Think Like Google with AdSense
Copyright 2006 Mark Meshulam
A conversation with my son Matt confirmed my suspicion. The
Google AdSense ads I recently installed on my website
www.poingo.com are actually giving me an insight into what the
Google search engine spider cherry-picks from of my web page
content.
It's not hard to imagine: AdSense ads are context sensitive.
They exist as scripts on the web page. In order to be context
sensitive, the script must initiate an indexing when the page is
opened and refreshed.
Is there any reason to think that the indexing process performed
by Google AdSense would be different from the process used by
Google the search engine? None I can think of. Both indexing
processes need to do the same job: extract core meaning from a
page and compare it to a database.
In AdSense, the database contains paid ads waiting for a
relevancy match. In search, the database holds keywords. But the
meaning extracted from the web page could easily be identical.
Therefore, one might get a peek into the Google indexing
algorithm by reviewing a series of web pages which display
AdSense ads, and studying the ad content.
I studied the 30 or so pages on my site at www.poingo.com and
checked the AdSense ads on each page for relevancy to the page
content. Results were quite interesting.
The site contains a number of pages which present the features
of various software or service offerings. Verbiage on these
pages tends to be sparse and oriented toward key concepts.
On these product presentation pages, AdSense did a great job of
extracting meaning.
For example, the page offering Poingo Email Printer, software
which creates PDFs, was accompanied by AdSense ads which all
pertained to PDF conversion.

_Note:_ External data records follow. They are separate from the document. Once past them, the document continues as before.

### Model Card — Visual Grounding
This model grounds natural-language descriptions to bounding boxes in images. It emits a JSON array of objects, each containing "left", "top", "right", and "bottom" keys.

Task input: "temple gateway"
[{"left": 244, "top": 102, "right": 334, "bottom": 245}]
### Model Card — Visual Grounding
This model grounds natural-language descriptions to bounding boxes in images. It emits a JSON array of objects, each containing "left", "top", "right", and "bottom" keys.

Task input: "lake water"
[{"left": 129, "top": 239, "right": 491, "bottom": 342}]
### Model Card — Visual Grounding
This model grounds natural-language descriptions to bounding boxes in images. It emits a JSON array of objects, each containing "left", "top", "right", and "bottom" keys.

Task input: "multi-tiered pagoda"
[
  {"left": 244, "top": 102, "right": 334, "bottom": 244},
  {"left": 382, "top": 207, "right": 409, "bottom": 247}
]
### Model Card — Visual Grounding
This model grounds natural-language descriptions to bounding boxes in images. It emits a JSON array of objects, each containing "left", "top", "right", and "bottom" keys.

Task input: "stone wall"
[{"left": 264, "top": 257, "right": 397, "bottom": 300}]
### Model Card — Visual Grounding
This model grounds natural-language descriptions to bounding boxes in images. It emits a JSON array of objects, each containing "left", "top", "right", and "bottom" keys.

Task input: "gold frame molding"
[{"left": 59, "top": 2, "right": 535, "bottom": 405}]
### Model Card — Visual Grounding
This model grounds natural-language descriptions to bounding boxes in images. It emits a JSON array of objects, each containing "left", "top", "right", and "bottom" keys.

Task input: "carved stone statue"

Text on the page was minimal, but
the page title contained "create PDF", there were 3 keywords
metatags containing "PDF", and the first paragraph contained
"convert PDF" in bold.
>From an indexing standpoint the page spoon-fed meaning to
Google, and obviously there was a wellspring of PDF software
advertisers for Google to find in its database. A match (or five
matches to be exact) made in heaven!
Similarly, pages offering FTP software and an Outlook add-in
received highly relevant companion ads. Again, words on the page
were sparse, but page title and paragraph text contained the
obvious words FTP and Outlook respectively, and Google AdSense
took the bait.
The three pages mentioned above offered essentially single
concept offerings. PDF. FTP. Outlook. No confusing multiple
choices.
When analyzing the page which offers Lightning Navigator, a
hotkey shortcut software with multiple features, AdSense picked
one feature, screen capture, to orient 3 of the 5 the companion
ads. Interestingly, screen capture is listed seventh on the list
of product features. It follows six other features which were
all keyword-optimized but ignored by AdSense.
>From previous research, I recall that keywords pertaining to
screen capture such as "print screen", "screen shot", and
"screen grab" receive many more clicks per day than other
features such as "automatically create email" and "internet
shortcut".
Apparently in this example, AdSense was quickly able to select
the key concept for which it had the most ads to apply, and then
threw most of its ad eggs in this basket. The interaction
between page and AdSense now becomes more interesting. Inventory
of relevant advertisers becomes a factor in selecting key
concept. That makes sense. You can't post an ad if it's not in
the queue.
The non-screen capture ads on the Lightning Navigator page are
as follows: 1 for shortcuts (highly relevant) 1 for surveillance
equipment (huh??)
I have no doubt that there is a reason the surveillance
equipment ad appeared, but it was not visible to me in the text
of my page, the ad itself, or the page which the ad linked to.
Mystery abounds on this one.
If your eyes are not bleary yet, stick around. There is more to
tell.
A sizeable portion of the Poingo website is the article section.
Here I publish articles about small business and people,
processes and technology in the workplace.
The articles were written without use of a keyword suggestion
tool. They are written in 100% non keyword optimized English.
What did Adsense do with these verbose index-elusive rants?
To appear scientific - after all, somebody might actually read
this - I developed a down-and-dirty rating scale. First I
counted the number of relevant ads (of 5 total) per page, then I
multiplied it by a subjective relevancy score scaled 1 through
5, where 5 is "frickin' good" and 1 is "obscure at best."
Therefore a page score of 25 (5 ads x relevancy score of 5)
would be a top score ("AdSense, you're seeing into my very
soul") and 0 would be ("We never talk anymore, You don't even
know me(sniff)"). Here is the scoring: Chart showing AdSense Ad
Relevancy for Articles AdSense scored an average of 10.5 out of
a possible 25 on these wordy, interesting but non optimized
articles. Yet in 7 articles out of 20, Google scored the coveted
"frickin' good" appellation. 35% of the articles were
"understood" with high accuracy.
Beyond that, there was a chasm of irreconcilable differences
leading ultimately to the vacuum of deep space. What does it
mean to us little folk waving our flags and trying to get
noticed on the web?
Keep your message simple and clean, boiled down to one or two
key concepts on a page. The spiders want to understand us but
they are kinda dumb. At least that's what Matt says.